Keep going with the therapy! It will eventually get better and you will look back on all of this and be happy that you are in a better place now.

Chaotic Mom said...

Hey, my son has sensory integration problems, low muscle tone. I'm thrilled he's NOT biting his straws anymore when he drinks from them. He's not autistic, either, but some folks don't like to look deeper to see what a cool kid he is apart from his "issues". Frustrating. (He's deaf with a cochlear implant, but would probably have these problems even w/o the deaf thing.)

As far as seperate vacations? I think it's good he ASKED you about it. And that you stood your ground. I MIGHT be tempted to go solo on a vacation, but just as a retreat from my crazy Mommy Days.
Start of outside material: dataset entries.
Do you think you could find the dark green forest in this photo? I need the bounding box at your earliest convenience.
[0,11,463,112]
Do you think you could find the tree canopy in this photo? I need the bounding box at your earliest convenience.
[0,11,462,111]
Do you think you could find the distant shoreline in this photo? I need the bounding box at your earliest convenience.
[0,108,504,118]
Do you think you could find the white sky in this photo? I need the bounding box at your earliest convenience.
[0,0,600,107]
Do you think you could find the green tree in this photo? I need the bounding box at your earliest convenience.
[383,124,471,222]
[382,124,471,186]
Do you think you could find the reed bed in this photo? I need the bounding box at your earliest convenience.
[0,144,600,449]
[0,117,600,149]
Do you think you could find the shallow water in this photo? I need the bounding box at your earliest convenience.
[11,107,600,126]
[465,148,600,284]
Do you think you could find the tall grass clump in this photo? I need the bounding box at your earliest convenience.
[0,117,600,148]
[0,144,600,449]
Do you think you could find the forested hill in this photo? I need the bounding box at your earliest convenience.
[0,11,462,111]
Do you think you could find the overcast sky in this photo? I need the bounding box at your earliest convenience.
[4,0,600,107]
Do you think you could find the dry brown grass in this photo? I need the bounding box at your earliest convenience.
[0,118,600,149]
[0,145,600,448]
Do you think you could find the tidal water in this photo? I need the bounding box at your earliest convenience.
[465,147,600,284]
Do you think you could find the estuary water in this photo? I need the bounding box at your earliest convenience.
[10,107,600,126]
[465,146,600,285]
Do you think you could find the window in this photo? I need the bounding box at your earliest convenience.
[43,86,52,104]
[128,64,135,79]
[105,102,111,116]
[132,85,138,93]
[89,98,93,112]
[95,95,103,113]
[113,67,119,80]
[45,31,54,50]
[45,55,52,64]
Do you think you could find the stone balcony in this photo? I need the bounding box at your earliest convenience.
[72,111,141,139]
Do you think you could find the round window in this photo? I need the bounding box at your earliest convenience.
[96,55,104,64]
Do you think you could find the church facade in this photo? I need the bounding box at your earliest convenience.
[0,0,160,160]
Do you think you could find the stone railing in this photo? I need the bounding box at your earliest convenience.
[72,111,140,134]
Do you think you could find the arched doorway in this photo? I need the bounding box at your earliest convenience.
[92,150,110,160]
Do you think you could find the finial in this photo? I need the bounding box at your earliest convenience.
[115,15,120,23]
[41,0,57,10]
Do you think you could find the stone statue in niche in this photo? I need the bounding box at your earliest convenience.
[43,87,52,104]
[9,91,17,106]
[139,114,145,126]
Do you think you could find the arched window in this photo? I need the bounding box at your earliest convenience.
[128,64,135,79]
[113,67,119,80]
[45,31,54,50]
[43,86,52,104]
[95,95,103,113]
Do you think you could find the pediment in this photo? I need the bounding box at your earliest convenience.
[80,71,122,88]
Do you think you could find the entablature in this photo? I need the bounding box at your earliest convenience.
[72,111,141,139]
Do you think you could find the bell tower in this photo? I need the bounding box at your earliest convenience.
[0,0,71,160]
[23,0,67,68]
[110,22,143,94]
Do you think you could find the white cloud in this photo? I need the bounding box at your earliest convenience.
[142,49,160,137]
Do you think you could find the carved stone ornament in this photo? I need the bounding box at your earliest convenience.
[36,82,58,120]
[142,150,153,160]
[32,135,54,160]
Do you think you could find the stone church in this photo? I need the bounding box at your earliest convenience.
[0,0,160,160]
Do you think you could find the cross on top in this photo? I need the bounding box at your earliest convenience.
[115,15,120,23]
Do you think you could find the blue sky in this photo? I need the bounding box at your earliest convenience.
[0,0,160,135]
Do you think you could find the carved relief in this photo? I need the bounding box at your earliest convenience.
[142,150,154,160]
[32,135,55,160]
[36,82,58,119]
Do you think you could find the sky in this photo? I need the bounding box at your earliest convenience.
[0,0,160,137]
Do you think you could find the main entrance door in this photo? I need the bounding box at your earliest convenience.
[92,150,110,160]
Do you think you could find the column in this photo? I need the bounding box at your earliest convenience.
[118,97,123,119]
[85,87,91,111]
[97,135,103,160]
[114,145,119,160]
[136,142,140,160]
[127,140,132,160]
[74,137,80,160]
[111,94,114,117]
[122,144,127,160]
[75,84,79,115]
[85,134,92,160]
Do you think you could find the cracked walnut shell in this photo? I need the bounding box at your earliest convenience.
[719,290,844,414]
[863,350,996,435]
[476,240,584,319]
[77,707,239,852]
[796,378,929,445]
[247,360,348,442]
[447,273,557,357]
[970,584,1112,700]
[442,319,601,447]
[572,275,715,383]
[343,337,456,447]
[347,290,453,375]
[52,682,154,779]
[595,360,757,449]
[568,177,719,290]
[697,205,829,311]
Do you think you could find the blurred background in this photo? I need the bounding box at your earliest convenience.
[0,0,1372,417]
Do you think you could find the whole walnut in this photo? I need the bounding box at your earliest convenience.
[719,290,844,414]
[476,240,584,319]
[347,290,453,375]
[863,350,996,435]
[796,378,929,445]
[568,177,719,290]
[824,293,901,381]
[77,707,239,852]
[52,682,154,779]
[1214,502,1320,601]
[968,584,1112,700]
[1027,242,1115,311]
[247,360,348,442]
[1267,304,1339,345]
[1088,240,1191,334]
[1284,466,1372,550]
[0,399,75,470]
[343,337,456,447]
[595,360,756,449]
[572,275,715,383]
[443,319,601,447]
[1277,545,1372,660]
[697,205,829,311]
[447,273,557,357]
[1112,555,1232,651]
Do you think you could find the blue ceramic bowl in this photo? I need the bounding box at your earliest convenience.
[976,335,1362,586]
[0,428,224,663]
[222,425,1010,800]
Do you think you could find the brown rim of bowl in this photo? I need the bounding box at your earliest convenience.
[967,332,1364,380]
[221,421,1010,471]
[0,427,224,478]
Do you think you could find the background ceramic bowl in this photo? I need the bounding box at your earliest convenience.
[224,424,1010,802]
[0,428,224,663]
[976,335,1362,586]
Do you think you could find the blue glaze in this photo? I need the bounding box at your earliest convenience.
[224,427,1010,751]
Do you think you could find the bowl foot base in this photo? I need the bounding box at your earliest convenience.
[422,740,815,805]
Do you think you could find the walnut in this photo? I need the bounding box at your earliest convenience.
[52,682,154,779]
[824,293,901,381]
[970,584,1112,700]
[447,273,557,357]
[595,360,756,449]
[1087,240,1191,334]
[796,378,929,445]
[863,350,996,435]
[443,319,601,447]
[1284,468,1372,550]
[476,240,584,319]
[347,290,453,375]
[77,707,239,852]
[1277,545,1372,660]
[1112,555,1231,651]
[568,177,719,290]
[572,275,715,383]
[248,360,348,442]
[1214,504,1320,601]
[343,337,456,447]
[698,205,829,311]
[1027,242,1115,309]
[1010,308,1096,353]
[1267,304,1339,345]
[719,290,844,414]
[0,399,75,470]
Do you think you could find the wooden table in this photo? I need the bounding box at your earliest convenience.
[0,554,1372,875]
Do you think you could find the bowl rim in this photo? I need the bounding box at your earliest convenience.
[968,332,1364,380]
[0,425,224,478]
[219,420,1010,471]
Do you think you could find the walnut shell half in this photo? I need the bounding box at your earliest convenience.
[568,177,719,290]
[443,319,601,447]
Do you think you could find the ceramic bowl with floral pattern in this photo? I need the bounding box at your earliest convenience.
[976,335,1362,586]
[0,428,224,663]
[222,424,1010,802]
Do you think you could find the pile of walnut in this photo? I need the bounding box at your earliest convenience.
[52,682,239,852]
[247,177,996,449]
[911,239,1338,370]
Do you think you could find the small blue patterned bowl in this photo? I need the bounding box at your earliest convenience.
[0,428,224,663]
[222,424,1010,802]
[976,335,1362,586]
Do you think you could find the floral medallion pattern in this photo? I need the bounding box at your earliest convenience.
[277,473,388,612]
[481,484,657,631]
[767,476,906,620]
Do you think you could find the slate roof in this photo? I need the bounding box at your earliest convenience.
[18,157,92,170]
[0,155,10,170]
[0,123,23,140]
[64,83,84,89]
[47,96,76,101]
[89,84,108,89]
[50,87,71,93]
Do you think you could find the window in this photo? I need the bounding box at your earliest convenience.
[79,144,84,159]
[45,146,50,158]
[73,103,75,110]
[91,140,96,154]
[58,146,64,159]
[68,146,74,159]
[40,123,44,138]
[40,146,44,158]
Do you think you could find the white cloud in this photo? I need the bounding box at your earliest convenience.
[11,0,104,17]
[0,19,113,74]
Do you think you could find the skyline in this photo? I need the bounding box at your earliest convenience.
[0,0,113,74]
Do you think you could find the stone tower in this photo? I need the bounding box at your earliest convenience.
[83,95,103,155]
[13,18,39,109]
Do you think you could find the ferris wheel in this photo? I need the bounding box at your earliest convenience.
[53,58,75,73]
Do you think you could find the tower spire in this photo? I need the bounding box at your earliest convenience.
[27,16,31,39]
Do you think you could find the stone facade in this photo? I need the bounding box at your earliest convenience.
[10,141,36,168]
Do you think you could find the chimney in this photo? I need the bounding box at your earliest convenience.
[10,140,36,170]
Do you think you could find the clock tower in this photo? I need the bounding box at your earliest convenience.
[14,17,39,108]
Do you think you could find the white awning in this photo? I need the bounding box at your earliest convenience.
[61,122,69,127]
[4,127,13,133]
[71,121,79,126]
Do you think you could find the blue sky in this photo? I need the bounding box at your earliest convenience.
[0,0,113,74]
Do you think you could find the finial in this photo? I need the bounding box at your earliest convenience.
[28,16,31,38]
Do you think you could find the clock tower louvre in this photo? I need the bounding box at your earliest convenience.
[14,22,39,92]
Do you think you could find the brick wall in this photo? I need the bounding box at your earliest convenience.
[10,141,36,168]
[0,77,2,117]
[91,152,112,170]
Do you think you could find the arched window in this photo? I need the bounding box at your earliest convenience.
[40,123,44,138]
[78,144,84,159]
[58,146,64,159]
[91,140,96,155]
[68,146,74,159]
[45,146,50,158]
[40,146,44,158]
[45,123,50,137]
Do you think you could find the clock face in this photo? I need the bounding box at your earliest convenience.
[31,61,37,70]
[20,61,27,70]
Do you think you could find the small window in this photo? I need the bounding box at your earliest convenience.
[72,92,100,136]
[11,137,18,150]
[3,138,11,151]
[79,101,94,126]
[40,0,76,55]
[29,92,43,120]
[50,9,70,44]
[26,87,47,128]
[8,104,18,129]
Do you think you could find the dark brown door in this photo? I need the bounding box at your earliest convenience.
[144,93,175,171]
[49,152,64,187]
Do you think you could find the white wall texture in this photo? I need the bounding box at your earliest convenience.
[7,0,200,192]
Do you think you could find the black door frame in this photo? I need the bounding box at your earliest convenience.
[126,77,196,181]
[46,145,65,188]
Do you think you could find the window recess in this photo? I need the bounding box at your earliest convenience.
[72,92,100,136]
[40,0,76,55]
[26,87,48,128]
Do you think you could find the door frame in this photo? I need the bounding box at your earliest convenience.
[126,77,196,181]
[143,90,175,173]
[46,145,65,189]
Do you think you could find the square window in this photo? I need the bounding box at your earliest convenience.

My hubby has even suggested it, he gets to travel for work all the time. AND he gets time to enjoy his travels, w/out the screaming boys.

But I wouldn't go somewhere that was so very expensive. I'd have to save the big money trips for us as a couple, or with the whole family.

My husband's aging desire was to buy a boat. He bought a used one, fixed it up, got over it and sold it. I'm wondering what he'll come up with next...

cmhl said...

ohhh, looking forward to the pre-baby posts!! things change, huh....

Mom on the Run said...

my friend's daughter had almost the same eating issue it sounds like your daughter had. However, it was so bad, her daughter would not EAT and drank formula and ensure for the first 2 years of her life. Everytime she would try to swallow something, she would 'choke' and be scared to eat it. They went to a behaviorist and found out some kids have similar eating issues. They started going to a behavioral therapy once a week and a support group. She is finally eating at age 3. Good luck to you! Let's see some of those stories!